A New Year
I was back in Gurgaon on the 3rd of January. It was a new year, and I had never been lonelier.
Thankfully, I was put on a new project and I had plenty of work. I was team lead for the second time. (The last time had been on the project where Vikram had worked with me.) But this was a bigger team and a more complex project. Nilanjana, my manager, hinted that my performance on this project might decide whether I would get a promotion at my review due in March. The project was in two phases: the first phase was to be completed in six weeks, and if the client was satisfied we would embark on phase two, to be completed in nine weeks.
The project was in consumer goods, which was the industry I was most interested in, and I threw myself into it with pleasure. I had a great team: Kim again, Shahnaz who I’d never worked with but was friendly with because we had joined at the same time and gone through orientation together, Paras who was quiet and very sincere, Meenal and Chandrasekhar whom I had never spoken to before, and Amol and Vaibhav, who had just joined a couple of weeks ago and who stuck together like Siamese twins.
Divya and I took to having lunch together for the few days she had left.
“I miss you,” she said. “It feels so weird being alone at home.”
“Well, you don’t have much longer.”
“That’s right. Tuesday is my last day in office and I’m planning to go home on Wednesday.”
“I’ll come over next weekend and help you pack, shall I?”
“I don’t need help, but do come anyway,” said Divya. “Mom and my youngest brother Veer are coming to help me out. They’ll come on Saturday.”
“I’d like to meet your mom,” I said.
“Yeah, you never did come home with me, all the times I asked,” she said. “Never mind. You have to come over a few days before the wedding, though. I’ll need help.”
“I’d love to.”
“Will you?” said Miki.
“Oh, come on,” said Mandakini. “A wedding won’t kill you. After all, she’s been so nice to you.”

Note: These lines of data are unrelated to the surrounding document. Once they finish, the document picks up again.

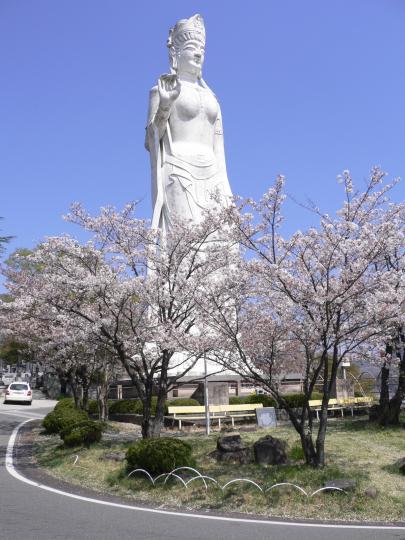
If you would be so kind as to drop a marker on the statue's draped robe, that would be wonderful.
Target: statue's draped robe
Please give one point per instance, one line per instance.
(183, 180)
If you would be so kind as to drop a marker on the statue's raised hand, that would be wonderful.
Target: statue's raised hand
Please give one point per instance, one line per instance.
(169, 90)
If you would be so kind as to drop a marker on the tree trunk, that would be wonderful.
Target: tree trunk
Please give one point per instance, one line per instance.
(390, 409)
(308, 448)
(75, 391)
(102, 402)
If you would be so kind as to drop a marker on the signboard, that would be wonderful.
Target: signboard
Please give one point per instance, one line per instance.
(266, 417)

We finished our lunch and got up from the table. I almost bumped into Vikram.
“Hey,” he said, holding out his hand to steady me.
“Sorry,” I mumbled.
“Happy new year,” he answered. “I haven’t seen you in ages. Where have you been?”

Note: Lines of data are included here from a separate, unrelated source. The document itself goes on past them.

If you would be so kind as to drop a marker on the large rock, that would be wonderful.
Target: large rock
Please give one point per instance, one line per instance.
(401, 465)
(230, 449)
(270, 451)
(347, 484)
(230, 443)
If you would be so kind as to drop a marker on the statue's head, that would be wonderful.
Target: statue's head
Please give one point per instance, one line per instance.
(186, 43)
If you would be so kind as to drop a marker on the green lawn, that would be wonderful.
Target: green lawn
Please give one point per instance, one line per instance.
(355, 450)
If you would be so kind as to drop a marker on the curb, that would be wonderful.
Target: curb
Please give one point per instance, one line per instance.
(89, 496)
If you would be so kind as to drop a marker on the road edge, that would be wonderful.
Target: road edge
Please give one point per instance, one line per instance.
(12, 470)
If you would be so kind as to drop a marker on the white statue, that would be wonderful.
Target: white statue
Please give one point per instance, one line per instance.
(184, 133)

“I was off home. Only got back a couple of days ago.” I looked around to see Divya wave at me and walk away.
“Ah. I was wondering what you were doing on New Year’s Eve. I thought I’d call you.”
“Why didn’t you?” I asked bluntly. All I’d received from him was an SMS wishing me a “happy and prosperous new year”.

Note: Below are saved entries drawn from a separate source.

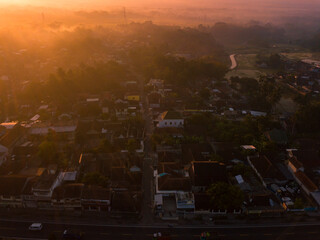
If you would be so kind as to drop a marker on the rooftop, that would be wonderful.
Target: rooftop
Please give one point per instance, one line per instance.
(171, 115)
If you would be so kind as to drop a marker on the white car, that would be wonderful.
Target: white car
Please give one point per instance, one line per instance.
(35, 227)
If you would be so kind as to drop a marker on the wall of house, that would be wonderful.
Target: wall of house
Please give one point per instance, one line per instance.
(171, 123)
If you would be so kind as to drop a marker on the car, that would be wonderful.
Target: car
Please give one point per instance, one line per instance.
(35, 227)
(72, 235)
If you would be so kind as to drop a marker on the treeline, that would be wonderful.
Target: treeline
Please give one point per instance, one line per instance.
(64, 86)
(261, 95)
(254, 34)
(175, 70)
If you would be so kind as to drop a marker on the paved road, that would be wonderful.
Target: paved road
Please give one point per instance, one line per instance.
(233, 62)
(292, 232)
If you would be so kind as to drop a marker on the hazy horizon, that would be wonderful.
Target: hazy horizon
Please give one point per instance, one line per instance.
(166, 3)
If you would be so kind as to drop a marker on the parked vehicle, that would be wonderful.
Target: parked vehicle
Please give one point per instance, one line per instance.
(72, 235)
(35, 227)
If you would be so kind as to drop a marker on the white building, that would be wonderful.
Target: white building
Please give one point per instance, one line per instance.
(170, 119)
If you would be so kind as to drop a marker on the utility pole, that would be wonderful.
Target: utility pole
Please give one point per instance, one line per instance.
(42, 15)
(125, 16)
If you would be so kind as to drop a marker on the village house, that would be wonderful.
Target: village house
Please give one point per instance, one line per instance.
(170, 119)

“I thought you might be busy, you know.”
I looked straight at him. “Well, actually, I was. I was with my mom. I hope you had a good time?”
“Oh, a bunch of us got together, had some beers. Nothing special.”
“Okay. See you around, then.” I smiled and walked away.
“Hey, how would you like to go for a movie on Saturday?”
I turned around. “Sorry, I’m busy. I have plans with a friend.”
“Oh, okay.” He looked disappointed.
“I’m free Sunday, though.”
“Great. I’ll call you.”
When I went back to my seat, I saw a chat message from Divya. “How was your date?”
“It wasn’t a date. We were just talking.”
“But we are going to a movie on Sunday.”
“Wow! That’s so exciting!”
“Isn’t it? I’ll tell you all about it when it’s over. Now I have to get back to work else I’ll never go home today.”